Autofocus sur Romulus

Après Les Physiciens et La Visite de la vieille dame, Thomas Poulard poursuit son compagnonnage avec le sarcastique et débridé Friedrich Dürrenmatt. Mais ce Romulus le Grand n'a pas la tenue des précédentes pièces.


C'est l'histoire d'un empereur ronchon, qui n'aime rien tant que ne pas diriger. Quand la pièce commence, c'est le jour de rétribution des fonctionnaires et il « n'aime pas ça », d'ailleurs il n'y a plus de ministre des finances : « il est parti avec la caisse ». Les ressemblances avec des personnes ou des situations réelles ne sont bien sûr pas indépendantes de la volonté du metteur en scène de monter ce texte de Friedrich Dürrenmatt datant de 1948, dans lequel le dramaturge suisse, comme dans de nombreux écrits, fustige l'égoïsme des puissants et l'inanité de leurs actions – si ce n'est de leurs inactions – envers ceux qu'ils sont censés protégés.

En 476 après J.C., les Allemands (des « bochs ») s'apprêtent à envahir l'Italie mais Romulus préfère s'occuper de ses poules (baptisées du nom de précédents empereurs romains), prendre le temps de déjeuner correctement et refuse que sa fille épouse un richissime fabricant de pantalons, même si cela sauverait le pays de la banqueroute annoncée. La défaite est sa ligne de mire, dans laquelle il retrouvera son homologue germain embarqué malgré lui dans une conquête dont il se moque éperdument.

Petitesse et décadence

Ce grand péplum est rendu au travers de bootlegs de films d'époque en noir et blanc, bruités, dialogués en direct sur le plateau durant presque une heure. Thomas Poulard avait déjà emprunté au cinéma la notion de générique (La Visite de la vieille dame) ou même de vidéo (Les Physiciens) ; là, il utilise l'image de façon beaucoup plus poussée pour contourner la multiplicité de personnages. Mais ce montage manque d'une conduite qui aurait permis au délire de Dürrenmatt de prendre encore plus d'épaisseur.

Pas besoin de convoquer Donald Trump, de pousser la chansonnette avec Lara Fabian ou Luis Mariano, voire avec la Reine de neiges libéré, délivré », en entame de 2e partie), d'inviter Roger Giquel (« Rome a peur ») ou l'écrivain lui-même en archives, voire d'évoquer le metteur en scène, pour rendre compte de l'étrangeté de ce Romulus.

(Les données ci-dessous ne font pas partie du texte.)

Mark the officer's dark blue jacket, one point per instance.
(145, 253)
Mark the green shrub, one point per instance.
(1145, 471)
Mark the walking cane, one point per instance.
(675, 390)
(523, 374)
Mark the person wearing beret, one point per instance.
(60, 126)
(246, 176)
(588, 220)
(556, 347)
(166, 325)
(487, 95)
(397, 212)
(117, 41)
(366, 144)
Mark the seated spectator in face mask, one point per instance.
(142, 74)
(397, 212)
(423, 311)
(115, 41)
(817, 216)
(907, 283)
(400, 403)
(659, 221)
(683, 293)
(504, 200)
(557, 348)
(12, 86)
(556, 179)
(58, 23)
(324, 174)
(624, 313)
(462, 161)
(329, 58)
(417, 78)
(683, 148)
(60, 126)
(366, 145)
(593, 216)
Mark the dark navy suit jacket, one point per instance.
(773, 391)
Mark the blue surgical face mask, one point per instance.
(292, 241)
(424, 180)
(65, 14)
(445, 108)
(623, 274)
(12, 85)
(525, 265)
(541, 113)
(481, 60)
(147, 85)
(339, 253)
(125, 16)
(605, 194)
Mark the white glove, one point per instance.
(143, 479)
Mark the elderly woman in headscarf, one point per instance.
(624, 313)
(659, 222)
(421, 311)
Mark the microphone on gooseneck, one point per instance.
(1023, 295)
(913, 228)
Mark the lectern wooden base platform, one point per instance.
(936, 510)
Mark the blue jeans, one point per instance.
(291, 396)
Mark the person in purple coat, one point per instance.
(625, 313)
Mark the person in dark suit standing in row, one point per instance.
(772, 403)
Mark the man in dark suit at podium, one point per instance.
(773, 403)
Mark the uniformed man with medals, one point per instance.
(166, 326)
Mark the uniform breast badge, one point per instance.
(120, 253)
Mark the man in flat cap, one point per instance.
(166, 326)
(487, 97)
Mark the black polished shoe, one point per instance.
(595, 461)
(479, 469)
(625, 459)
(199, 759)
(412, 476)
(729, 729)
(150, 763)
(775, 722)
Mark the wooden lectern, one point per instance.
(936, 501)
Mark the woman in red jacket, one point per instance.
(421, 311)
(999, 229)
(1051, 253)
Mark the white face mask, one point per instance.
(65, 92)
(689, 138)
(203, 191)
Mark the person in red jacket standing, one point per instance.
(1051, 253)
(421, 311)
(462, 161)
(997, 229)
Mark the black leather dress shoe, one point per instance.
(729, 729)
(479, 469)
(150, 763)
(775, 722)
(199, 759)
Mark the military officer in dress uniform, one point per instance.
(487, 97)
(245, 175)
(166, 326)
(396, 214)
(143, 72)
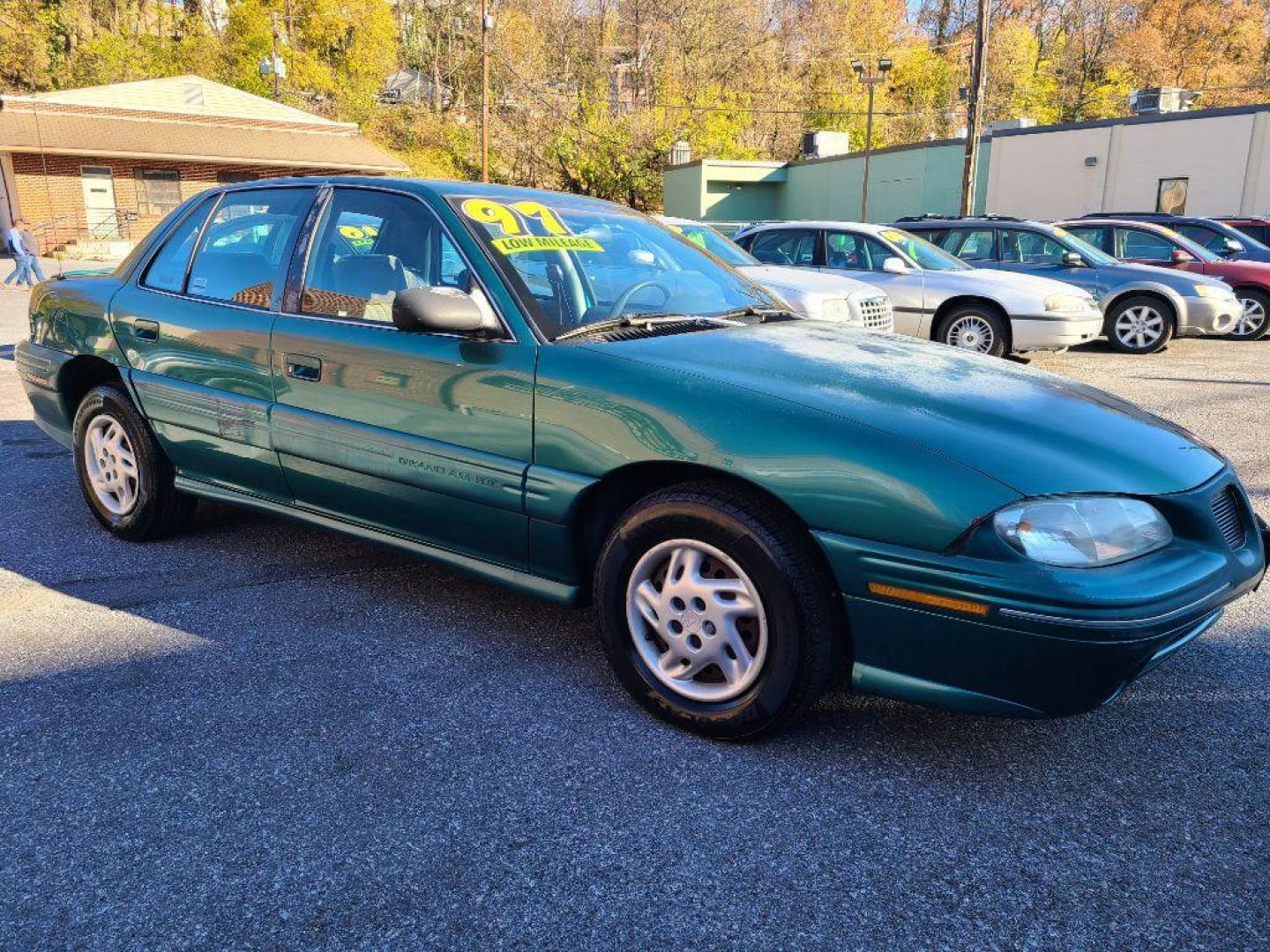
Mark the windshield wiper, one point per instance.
(646, 320)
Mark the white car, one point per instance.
(937, 296)
(830, 297)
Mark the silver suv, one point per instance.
(935, 294)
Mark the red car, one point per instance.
(1147, 242)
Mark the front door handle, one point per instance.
(303, 367)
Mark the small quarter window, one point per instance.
(245, 244)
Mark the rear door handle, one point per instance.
(303, 367)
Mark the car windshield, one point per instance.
(923, 253)
(578, 263)
(706, 238)
(1093, 256)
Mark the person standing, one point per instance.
(26, 256)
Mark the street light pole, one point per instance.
(487, 23)
(870, 80)
(975, 107)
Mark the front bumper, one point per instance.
(1206, 316)
(1052, 333)
(1052, 643)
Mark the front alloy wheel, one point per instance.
(716, 609)
(1254, 323)
(975, 329)
(1139, 325)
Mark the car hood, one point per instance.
(1034, 432)
(1013, 280)
(805, 280)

Un strict mix de films aurait eu certainement plus de force. Judicieusement, Thomas Poulard opère un retour au théâtre stricto-sensu pour le dernier acte emmené par un Stéphane Castang parfait dans le rôle de l'homme las. Le spectacle trouve un rythme plus conforme au récit et porte de façon plus convaincante le nihilisme de cette pièce, foutraque mais loin d'être imbécile.